Millennials respond to a flatter structure where everyone contributes and works as a team and there is no monopoly on ideas, however junior you might be. Understanding how they contribute to the ‘bigger picture’ is of great importance. Many also thrive in an entrepreneurial culture where they are encouraged to think and explore for themselves, and are given creative freedom and diverse challenges.

 

An open, supportive environment is valued

Figures from the 2016 Deloitte Millennial Survey show that millennials are more likely to report high levels of satisfaction where there is:

  • A creative, inclusive working culture (76%) rather than a more authoritarian, rules-based approach (49%).
  • Open and free-flowing communication (47% v 26% where employee satisfaction is low)
  • A culture of mutual support and tolerance (42% v 25% where employee satisfaction is low)
  • Active encouragement of ideas among employees (38% v 21% where employee satisfaction is low)
  • Support and understanding of the ambitions of younger employees (34% v 15% where employee satisfaction levels were low)

 

 

Millennial trait 5: Millennials value experiences over material rewards

In February 2016, Bloomberg reported that the stock market was starting to reflect a shift in spending priorities as the millennial generation matures as an economic force. The shift is one from materialism to experience, something that has become known as the ‘experience economy’.

Bloomberg reported that while retail sales were struggling, shares in travel companies and pub and restaurant groups were soaring.

 

Live events make millennials tick

The research supports the fact that millennials increasingly want to spend on experiential activities, not on ‘stuff’ (Eventbrite, 2014):

  • 78% of millennials would prefer to spend their money on an experience than a possession.
  • 82% went to a live event, such as concerts and festivals, in the previous year
  • 72% said they plan to increase spending on such outings

 

Festivals cut it

Festivals embody all that millennials love about experiences, as J. Walter Thompson’s research into festivals in February 2016 highlighted…

  • 51% of millennials go to these events “to experience something new.”
  • Average annual individual spend on festivals totals almost £200 each year
  • Three in four millennials go to at least one festival every year
  • 25% go to four festivals or more each year
  • More than a third have travelled abroad to visit a festival.

 

Experiential rewards work in business too

This desire spills over into the workplace. As Debra Corey, group reward director at Reward Gateway says, “Experiential recognition is just what you’d think it is, rewarding and recognising employees with experiences. This is a growing industry, and will most likely continue to grow as studies show that experiences bring people more happiness than possessions.”

 

Personalised rewards make millennials feel valued

As Jeremy Boudinet, director of marketing at US sales performance software platform, Ambition noted in his blog post earlier this year, “If you can’t promote an employee, the next best thing is to give him or her a thoughtful, personalised reward that sends the message: ‘We recognise how well you’re performing.
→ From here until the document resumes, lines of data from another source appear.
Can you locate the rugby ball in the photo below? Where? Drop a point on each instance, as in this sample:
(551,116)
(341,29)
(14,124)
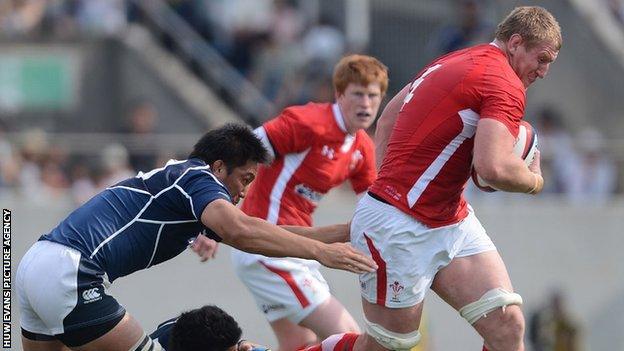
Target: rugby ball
(525,146)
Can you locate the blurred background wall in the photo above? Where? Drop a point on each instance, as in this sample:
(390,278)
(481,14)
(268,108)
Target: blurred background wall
(92,91)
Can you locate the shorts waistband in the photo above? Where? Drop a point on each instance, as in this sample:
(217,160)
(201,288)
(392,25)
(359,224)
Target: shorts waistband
(377,197)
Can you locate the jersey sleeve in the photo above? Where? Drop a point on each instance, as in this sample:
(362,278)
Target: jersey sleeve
(201,187)
(502,101)
(289,132)
(364,172)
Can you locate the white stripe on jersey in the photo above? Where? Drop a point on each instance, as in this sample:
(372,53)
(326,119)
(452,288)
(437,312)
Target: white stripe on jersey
(172,186)
(291,164)
(130,189)
(143,220)
(470,120)
(155,245)
(261,134)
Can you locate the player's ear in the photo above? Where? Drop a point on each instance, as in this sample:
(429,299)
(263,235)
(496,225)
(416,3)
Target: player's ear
(218,168)
(514,42)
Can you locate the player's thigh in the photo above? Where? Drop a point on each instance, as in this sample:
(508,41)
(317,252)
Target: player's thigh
(407,252)
(283,287)
(330,318)
(123,337)
(292,336)
(466,279)
(398,320)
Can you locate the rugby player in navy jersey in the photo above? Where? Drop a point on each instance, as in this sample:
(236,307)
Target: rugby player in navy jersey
(61,281)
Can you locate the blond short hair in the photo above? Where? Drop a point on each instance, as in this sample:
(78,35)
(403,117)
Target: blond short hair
(534,24)
(360,69)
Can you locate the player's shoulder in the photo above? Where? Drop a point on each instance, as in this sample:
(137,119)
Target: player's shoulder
(364,140)
(311,118)
(311,111)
You’re going places with this company.’”

 

Don’t ignore what’s in front of you

While it is impossible to generalise about an entire generation, some clear traits have emerged from the extensive research carried out on millennials, and they can’t be ignored.

They do things differently from previous generations, that much is true – their attitudes, expectations and needs contrast sharply in some areas to those before them- but they are also keen to learn and are alive with ideas.

Empathise with your millennial workforce. Offer them an alternative to the traditional employment structure and you might just find yourself ahead of the game.